On the walk to the tram to the train, we stopped at the grocery store, bakery, Hundertwasser Haus and a design store. Needless to say, we missed our intended 10:20 train to Bratislava. Since it’s hourly, we decided to go to the Heeresgeschichtliches (Military) Museum to wait for the next train. The Austro-Hungarian empire had a long military history and the museum has been there since 1856, so we spent more than an hour there. We saw lots of armor from the 1500’s onwards. Also on display were guns, swords, spears, other brutal weapons, uniforms and battle field flags throughout history.
When I took American History in the 9th grade, I learned that the assassination of Archduke Ferdinand in Sarajevo started World War I. Back then, I didn’t know much about the Hapsburgs, so I was rather confused. After spending some time in Vienna, I have a bit more context. The museum had the car Franz Ferdinand was riding in when he was assassinated along with his military uniform that day. I have to admit that the slashes and blood stains were a bit gruesome for me.
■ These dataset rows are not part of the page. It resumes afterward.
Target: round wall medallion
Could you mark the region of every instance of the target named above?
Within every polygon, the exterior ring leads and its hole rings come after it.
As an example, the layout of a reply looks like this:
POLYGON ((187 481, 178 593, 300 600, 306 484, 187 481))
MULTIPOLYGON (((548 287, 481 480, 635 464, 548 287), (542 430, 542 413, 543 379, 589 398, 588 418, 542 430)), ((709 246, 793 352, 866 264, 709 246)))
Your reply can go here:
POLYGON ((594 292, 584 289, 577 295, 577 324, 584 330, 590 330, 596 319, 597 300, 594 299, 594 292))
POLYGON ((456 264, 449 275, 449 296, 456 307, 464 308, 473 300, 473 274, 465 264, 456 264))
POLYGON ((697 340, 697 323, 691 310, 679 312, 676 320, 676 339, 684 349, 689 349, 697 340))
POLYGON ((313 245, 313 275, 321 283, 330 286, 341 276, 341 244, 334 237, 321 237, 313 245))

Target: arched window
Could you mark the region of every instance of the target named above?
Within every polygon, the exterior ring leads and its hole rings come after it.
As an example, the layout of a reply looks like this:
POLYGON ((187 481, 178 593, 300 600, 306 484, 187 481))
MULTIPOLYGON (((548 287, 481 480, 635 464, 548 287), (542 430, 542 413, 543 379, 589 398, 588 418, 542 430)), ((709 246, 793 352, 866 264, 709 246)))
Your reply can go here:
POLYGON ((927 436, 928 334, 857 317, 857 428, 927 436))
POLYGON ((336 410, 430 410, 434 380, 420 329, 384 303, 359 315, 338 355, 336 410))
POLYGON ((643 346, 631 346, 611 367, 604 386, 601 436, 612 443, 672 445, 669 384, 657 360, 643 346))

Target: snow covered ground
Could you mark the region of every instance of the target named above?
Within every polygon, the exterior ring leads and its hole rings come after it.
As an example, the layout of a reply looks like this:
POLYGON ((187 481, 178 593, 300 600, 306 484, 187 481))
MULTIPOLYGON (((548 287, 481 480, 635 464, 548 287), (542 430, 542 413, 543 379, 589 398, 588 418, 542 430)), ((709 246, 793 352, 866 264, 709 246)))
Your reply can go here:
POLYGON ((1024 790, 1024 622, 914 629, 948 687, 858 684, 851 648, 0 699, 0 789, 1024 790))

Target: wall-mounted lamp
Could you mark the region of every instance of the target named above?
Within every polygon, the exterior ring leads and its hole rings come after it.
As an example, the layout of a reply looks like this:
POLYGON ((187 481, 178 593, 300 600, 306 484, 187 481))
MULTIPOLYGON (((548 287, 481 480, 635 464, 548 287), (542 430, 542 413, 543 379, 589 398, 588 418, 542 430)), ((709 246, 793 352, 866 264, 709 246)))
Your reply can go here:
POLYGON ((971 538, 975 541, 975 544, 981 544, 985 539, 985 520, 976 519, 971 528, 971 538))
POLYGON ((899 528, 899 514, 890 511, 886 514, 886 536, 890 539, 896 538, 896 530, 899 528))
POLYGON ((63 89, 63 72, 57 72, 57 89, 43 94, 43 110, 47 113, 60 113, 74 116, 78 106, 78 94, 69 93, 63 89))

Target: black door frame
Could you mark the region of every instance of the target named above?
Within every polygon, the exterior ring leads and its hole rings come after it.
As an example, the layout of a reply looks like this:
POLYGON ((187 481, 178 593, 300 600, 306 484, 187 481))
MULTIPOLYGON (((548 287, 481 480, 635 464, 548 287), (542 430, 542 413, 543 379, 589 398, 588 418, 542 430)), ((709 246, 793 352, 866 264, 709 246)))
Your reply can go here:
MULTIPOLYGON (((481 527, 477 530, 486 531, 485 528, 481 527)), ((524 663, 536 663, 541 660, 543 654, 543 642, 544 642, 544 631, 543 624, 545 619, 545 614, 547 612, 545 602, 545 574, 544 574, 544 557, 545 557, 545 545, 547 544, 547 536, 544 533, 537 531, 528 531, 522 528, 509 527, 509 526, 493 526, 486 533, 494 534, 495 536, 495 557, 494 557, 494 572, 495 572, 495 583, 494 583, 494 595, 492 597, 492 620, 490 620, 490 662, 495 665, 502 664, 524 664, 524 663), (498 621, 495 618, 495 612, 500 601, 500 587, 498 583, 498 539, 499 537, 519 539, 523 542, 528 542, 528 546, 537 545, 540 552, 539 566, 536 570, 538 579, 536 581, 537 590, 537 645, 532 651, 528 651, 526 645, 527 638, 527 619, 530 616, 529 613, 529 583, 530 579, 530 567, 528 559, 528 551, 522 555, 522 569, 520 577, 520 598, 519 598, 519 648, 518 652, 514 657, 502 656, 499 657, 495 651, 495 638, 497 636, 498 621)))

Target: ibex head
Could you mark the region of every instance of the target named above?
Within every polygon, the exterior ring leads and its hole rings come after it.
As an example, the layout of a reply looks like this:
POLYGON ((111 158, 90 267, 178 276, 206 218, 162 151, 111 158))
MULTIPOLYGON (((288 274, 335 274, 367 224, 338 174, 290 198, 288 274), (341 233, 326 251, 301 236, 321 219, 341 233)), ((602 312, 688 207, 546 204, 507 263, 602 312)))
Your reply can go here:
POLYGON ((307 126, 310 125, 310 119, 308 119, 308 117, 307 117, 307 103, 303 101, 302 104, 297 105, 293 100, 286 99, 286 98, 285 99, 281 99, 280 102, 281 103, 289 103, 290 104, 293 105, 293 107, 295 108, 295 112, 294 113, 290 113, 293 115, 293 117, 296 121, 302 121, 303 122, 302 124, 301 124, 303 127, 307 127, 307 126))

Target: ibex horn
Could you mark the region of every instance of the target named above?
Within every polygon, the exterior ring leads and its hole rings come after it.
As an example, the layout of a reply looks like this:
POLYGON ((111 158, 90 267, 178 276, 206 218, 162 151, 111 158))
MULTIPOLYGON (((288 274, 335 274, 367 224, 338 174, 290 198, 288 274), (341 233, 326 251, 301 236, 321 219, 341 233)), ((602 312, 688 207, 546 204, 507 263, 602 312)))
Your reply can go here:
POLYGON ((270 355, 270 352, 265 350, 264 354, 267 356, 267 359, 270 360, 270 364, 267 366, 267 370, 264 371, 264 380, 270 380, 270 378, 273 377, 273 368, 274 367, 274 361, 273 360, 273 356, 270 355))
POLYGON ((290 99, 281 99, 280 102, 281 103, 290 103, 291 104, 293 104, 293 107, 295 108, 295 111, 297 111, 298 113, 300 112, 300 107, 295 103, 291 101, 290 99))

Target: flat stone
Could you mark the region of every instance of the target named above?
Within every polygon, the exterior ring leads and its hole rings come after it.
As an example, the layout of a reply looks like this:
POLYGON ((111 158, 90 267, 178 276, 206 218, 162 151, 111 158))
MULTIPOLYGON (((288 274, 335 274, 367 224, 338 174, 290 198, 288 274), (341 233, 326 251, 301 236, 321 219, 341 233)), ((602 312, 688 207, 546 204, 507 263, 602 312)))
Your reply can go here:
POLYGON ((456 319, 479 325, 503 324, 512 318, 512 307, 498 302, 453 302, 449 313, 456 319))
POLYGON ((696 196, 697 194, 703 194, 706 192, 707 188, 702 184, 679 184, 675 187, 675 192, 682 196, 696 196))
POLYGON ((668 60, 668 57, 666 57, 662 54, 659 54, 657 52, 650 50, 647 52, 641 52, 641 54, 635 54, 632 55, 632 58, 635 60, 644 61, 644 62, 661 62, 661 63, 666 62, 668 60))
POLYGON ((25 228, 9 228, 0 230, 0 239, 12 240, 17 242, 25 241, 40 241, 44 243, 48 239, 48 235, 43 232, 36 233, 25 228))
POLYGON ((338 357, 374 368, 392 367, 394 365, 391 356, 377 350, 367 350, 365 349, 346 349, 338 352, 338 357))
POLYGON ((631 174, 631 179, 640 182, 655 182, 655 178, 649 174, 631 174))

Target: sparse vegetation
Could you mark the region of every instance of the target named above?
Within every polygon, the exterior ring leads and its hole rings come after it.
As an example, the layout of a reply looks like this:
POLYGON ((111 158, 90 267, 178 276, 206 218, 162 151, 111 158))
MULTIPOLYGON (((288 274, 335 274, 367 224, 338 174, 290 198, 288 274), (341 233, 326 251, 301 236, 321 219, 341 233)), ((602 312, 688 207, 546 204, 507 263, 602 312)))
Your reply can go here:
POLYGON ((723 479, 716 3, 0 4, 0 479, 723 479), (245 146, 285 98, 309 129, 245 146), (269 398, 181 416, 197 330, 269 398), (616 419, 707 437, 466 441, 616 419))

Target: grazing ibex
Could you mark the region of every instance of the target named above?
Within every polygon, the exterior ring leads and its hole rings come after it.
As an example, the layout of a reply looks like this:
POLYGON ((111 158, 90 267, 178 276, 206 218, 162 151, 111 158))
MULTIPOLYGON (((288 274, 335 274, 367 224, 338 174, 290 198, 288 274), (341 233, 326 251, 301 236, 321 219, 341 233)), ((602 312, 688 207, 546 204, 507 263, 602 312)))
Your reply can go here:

While the English bits were sparse, there was a hall dedicated to World Wars I and II. It was interesting to read a different perspective of the wars and why they were fought.
We finally got on the train to Brastislava, which was about an hour away. We walked around the castle grounds and then searched around for the Museum of Clocks. It’s housed in the reputedly skinniest house in Central Europe, so it’s a bit hard to find. Afterwards, we walked around the Old Town, found a cute cake shop, and then headed back to Vienna.